On the Hill: Professor Chris Brummer on Facebook’s Proposed Cryptocurrency and Its Impact on Consumers, Investors and the American Financial System
July 19, 2019
On July 17, Georgetown Law Professor Chris Brummer — the faculty director of the Institute of International Economic Law (IIEL) — testified before the House Financial Services Committee with respect to Libra, Facebook’s proposed cryptocurrency. The hearing was chaired by Rep. Maxine Waters (D-CA) and Ranking Member Patrick McHenry (R-NC).
In his oral and written testimony (entitled “99 Problems,” after the Jay-Z rap song), Brummer raised concerns with the official “white paper” that introduces Libra. As Brummer explained, white papers “have emerged as a common tool through which digital asset companies communicate with potential consumers and investors about new projects and ventures. However, white papers have faced mounting criticism — for their hyperbolic language, false promises and omissions of material information consumers would need before purchasing a digital asset.”
Until now, criticisms of white papers have focused largely on early-stage, cash-strapped startups — rarely multinational technology companies, Brummer said.
“The Libra white paper is peppered with big promises and few details,” he said, adding that the project involves a risk to purchasers and potentially the financial system that is not disclosed. “Even for me, a staunch supporter of innovation and upgrades for our financial system, this is, at a minimum, disappointing. The white paper is…intended to condition the market for the adoption of a product that Facebook wishes to sell to billions of people around the world. The lapses are all the more problematic given the securities-like features of Libra coins and possible implication of U.S. securities laws.”
Brummer outlined some of the red flags: “The Libra white paper fails to inform people in unambiguous terms that they [could] lose their money, and that runs on the coin are possible. Instead, [it] routinely suggests and doubles down on the idea that Libra will virtually always provide stability in terms of the purchasing power of the new currency,” he said, adding that this is not necessarily the case.
“The Libra is subject to foreign currency risk, something the white paper does not clearly acknowledge. Indeed, the coin could cost their holders money in the form of lost purchasing power should there be a run on any one of the underlying currencies in the basket. Moreover, runs on the Libra itself could be catalyzed for reasons that have nothing to do with the underlying basket, including a hack…or revelations that sensitive consumer data had been shared with Facebook or other Libra Association members.”
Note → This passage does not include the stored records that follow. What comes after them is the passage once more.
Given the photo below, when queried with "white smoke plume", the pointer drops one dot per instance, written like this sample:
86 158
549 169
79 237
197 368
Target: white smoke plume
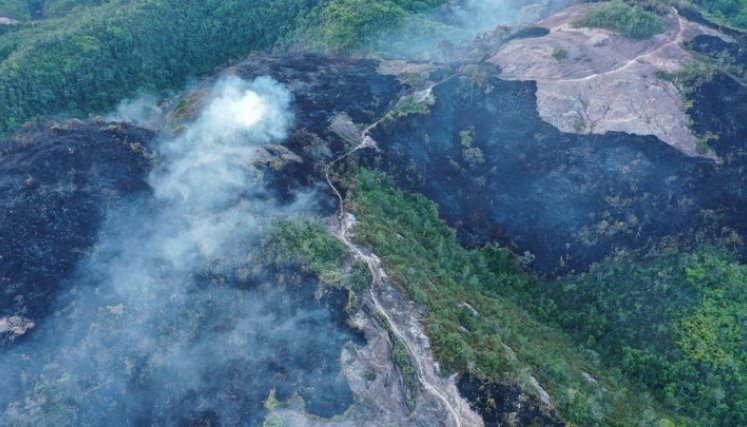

Finally, “the White Paper fails to disclose how its promise of a secure scalable and reliable blockchain could be compromised by whatever is the weakest link in its ecosystem” —including exchanges in jurisdictions with lax rules. “There is a host of critical questions about the rights, duties, and selection criteria for authorized resellers and Libra association members—not to mention how potential conflict of interest will be managed… These kinds of omissions are more than just a matter of technicalities….everyday people are far from fully informed and not on a level playing field[.]”
Other people’s money?
Brummer and the other panelists fielded many questions in the lengthy hearing. In Rep. Brad Sherman (D-CA) wondered about anti-money-laundering laws with respect to an organization headquartered abroad.
“Certainly U.S. laws would not apply; the bigger risk lies with those jurisdictions that are so weakly regulated that they are falling outside of international agreements,” Brummer answered, noting that real questions do arise as to the ability to enforce and promote the kinds of safeguards that we have in the United States.
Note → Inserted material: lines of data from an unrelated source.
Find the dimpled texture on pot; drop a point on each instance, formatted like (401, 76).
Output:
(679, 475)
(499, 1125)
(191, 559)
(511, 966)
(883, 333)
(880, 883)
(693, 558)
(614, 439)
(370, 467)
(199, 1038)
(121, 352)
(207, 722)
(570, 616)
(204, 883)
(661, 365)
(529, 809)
Rep. Rashida Tlaib (D-MI) asked Brummer how he felt about private companies issuing currency.
“When you use other people’s money, you should expect a government or some kind of regulatory regime is going to want to know what you are doing with it…,” Brummer said. “The challenge [arises] when you have a private institution…lending with other people’s money, without offering the kinds of proper safeguards or disclosures to relevant investors, that’s when the red flags arise.”
Rep. McHenry, however, wondered how history was going to judge the hearing. “I fear not well … there is a breathlessness to the hyperventilation about Facebook, I get that … [But] people fear something they don’t understand. Facebook is using the language of cryptocurrency and digital currency, they are using the words of blockchain technology … there is this underlying fear among policy makers here on the Hill… Politicians, when they don’t understand innovation, they want to kill it.”